La stagione dell’Ulivo
Ruffini critica la situazione attuale del centrosinistra, affermando: «Non è possibile che nessuno muova un muscolo. Sono passati 4 anni di governo Meloni e ora vedo che i leader del centrosinistra rimandano a settembre il momento della sintesi: questo mi sorprende e mi dispiace». Secondo lui, chi è stato all’opposizione «doveva spendere meglio il suo tempo, piuttosto che criticare solo la destra o chiedere a Meloni di riferire in Aula». In particolare, accusa il Pd e il Movimento 5 Stelle di essere «tutti concentrati nell’affermazione della leadership personale», aggiungendo che limitarsi a voler sconfiggere la destra è «un obiettivo poco ambizioso e poco coraggioso». Ruffini evidenzia che «tutti i partiti oggi in campo hanno già avuto la possibilità di conquistare la fiducia dei cittadini; ciò che esiste nel centrosinistra nel 2022 non è stato in grado di vincere le elezioni».
Centrosinistra
Ruffini chiarisce: «Non sono di centro, sono di centrosinistra». Positione che ribadisce, dichiarando di non essere né un leader né un leaderino.
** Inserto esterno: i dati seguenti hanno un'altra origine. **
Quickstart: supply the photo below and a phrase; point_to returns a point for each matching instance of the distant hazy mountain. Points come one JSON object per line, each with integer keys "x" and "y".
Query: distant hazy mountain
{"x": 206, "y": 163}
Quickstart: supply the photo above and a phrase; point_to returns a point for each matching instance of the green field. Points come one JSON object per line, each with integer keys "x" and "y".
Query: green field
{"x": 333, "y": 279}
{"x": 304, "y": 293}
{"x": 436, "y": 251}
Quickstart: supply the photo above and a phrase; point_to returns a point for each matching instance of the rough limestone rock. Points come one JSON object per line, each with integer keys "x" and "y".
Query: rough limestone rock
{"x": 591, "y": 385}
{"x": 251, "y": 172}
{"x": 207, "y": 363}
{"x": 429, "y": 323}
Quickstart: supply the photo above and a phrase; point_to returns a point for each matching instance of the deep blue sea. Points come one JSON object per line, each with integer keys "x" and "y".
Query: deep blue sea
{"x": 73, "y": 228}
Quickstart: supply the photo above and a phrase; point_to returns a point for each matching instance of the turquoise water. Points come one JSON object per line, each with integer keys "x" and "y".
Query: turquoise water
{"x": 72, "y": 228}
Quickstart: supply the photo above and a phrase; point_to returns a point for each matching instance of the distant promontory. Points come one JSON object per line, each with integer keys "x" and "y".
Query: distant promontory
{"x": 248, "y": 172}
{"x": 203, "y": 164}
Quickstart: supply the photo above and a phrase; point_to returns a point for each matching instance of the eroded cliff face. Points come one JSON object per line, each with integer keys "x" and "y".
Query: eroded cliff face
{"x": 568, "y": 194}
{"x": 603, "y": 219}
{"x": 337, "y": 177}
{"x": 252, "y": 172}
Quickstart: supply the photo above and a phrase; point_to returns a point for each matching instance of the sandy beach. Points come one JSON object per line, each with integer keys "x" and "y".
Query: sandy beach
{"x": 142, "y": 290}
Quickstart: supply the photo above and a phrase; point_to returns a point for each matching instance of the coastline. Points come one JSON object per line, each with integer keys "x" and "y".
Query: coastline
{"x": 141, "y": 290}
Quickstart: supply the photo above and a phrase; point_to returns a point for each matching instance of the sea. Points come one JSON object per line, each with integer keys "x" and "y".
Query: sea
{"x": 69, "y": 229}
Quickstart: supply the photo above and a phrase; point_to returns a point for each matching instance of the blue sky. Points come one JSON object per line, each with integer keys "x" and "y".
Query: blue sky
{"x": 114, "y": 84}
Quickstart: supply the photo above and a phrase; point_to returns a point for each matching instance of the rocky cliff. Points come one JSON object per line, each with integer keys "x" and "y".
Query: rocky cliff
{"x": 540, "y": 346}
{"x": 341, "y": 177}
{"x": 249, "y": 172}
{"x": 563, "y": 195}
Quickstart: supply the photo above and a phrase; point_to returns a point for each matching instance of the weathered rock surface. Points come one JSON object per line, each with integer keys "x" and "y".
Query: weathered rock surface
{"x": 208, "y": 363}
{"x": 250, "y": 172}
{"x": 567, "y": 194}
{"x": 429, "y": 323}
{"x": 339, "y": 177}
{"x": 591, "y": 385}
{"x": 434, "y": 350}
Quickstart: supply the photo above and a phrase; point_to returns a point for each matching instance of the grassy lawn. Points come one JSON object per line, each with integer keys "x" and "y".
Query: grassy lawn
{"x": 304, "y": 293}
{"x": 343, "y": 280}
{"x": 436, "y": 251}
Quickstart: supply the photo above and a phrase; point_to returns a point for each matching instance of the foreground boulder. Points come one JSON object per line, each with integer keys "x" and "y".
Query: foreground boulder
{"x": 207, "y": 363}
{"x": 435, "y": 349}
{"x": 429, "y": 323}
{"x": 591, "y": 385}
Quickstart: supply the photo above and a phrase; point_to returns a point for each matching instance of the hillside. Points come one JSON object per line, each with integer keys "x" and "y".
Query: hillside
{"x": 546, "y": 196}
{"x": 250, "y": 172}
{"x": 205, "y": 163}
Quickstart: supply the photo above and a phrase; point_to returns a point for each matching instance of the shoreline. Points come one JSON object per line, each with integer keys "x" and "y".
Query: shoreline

Si rivolge a Carlo Calenda, chiedendo perché «porsi in un campo che è destinato a non essere maggioritario significa solo una cosa: voler fare l’ago della bilancia». Secondo Ruffini, per essere decisivi in caso di assenza di una maggioranza chiara, è indispensabile essere chiari sin dall’inizio con i propri elettori. In sintesi, si schiera con chi sta a sinistra, affermando che Calenda sbaglia se «cerca una comfort zone in cui è a suo agio solo perché è tra chi la pensa come lui» e sottolinea l’importanza di dialogare con chi ha opinioni diverse.